Home » USA » Ellen Douglas » A Family’s Affairs

Ellen Douglas: A Family’s Affairs

This was Douglas’ first novel and a very fine one it is too. It is about the Anderson family and their various relatives, who live in Homochitto, Mississippi. We start with Charlotte and her marriage – marriage, its successes and failures, is a key theme of this book. We quickly move on to the matriarch of the family, Kate Anderson. Kate is the widowed mother of Charlotte, her two sisters, Sarah D. and Anna, known as Sis, and her young brother, Will. We follow Kate from being a mother just starting to marry off her children up to her death and funeral. Since the death of her husband, she has struggled to bring up her four children but has managed to do so. We learn of her concerns, her at times ambiguous relationships with her children and their families and of her economic woes as she, like most of the characters, struggles through the Depression.

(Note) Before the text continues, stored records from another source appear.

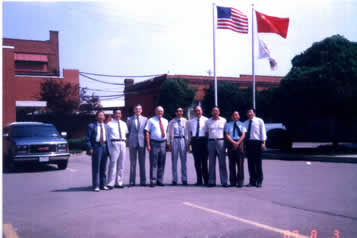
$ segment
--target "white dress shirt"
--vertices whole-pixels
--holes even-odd
[[[244,122],[245,127],[247,128],[247,133],[249,130],[249,120]],[[246,135],[247,137],[248,135]],[[250,137],[249,140],[259,140],[259,141],[266,141],[267,134],[265,131],[264,121],[259,117],[253,117],[252,125],[250,129]]]
[[[187,135],[188,135],[188,140],[191,140],[191,137],[195,137],[196,136],[196,131],[197,131],[197,117],[192,118],[191,120],[187,121]],[[206,132],[204,130],[204,126],[206,124],[206,121],[208,120],[207,117],[205,116],[201,116],[200,117],[200,129],[198,131],[198,136],[202,137],[202,136],[206,136]]]
[[[97,137],[95,138],[95,141],[100,142],[100,124],[102,124],[102,127],[103,127],[103,140],[105,142],[107,140],[107,138],[105,135],[105,125],[103,122],[102,123],[97,122]]]
[[[120,131],[121,131],[121,138],[119,135],[119,125],[120,125]],[[128,127],[126,125],[126,123],[122,120],[111,120],[108,123],[108,129],[109,129],[109,138],[111,140],[118,140],[118,139],[122,139],[122,140],[126,140],[126,134],[128,134]]]
[[[219,117],[217,120],[212,117],[208,119],[204,126],[204,131],[208,133],[208,139],[223,139],[226,122],[227,120],[223,117]]]
[[[150,139],[157,141],[164,141],[167,139],[167,127],[169,123],[167,119],[163,117],[161,117],[161,123],[164,127],[165,137],[162,137],[161,135],[160,121],[157,116],[154,116],[147,121],[145,130],[150,133]]]
[[[172,144],[175,137],[184,137],[187,140],[187,120],[186,118],[180,118],[180,124],[178,118],[175,117],[169,122],[168,126],[168,144]]]

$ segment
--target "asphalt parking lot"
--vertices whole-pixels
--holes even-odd
[[[18,237],[357,237],[356,164],[264,160],[263,168],[262,188],[195,187],[189,155],[190,185],[171,186],[168,154],[165,187],[94,193],[90,158],[73,155],[64,171],[4,173],[3,222]]]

While Kate acts as the frame of the story, the focus shifts dramatically from her to her granddaughter, Anna, daughter of Charlotte, in the middle of the book. Anna might be said to be a “normal” girl but what Douglas does is to show us her inner thoughts and fantasies (including sexual – she has a brief affair with a teacher when aged sixteen), her puzzlement at the strange things adults do and say and her relationship with her father. If there is one fault with this novel, it is that when Anna reaches adulthood, Douglas seems to lose interest in her and she virtually disappears from the story, as we return to Kate and the rest of her family.

Douglas clearly is pointing out that families can be wonderful things, holding together the fabric of society but, at the same time, they can be a pain and cause much distress. Only Charlotte and Ralph can really be said to have a fully satisfactory marriage. Sarah D.’s husband, Charlie, always has “projects” to make money, which rarely do make money. Sis suddenly marries, at age thirty-five, a divorcee from the wrong side of the tracks. Interestingly , we never see the marriage, the plot jumping from the marriage to a period five years later when the couple is divorced. Will has a drinking problem and though he remains married to Eunice for twenty-five years, she eventually walks out on him. We hear little about Kate’s husband, only that he favoured Anna, which, it is implied, is the source of her subsequent problems with men.

The achievement of this novel is to paint a wonderful portrait of a relatively ordinary family and to get just enough beneath the skin to make it interesting, to show not just the family members but their interactions. If you have a family, you will enjoy this. And if you don’t, this novel might make you feel you are well off without one.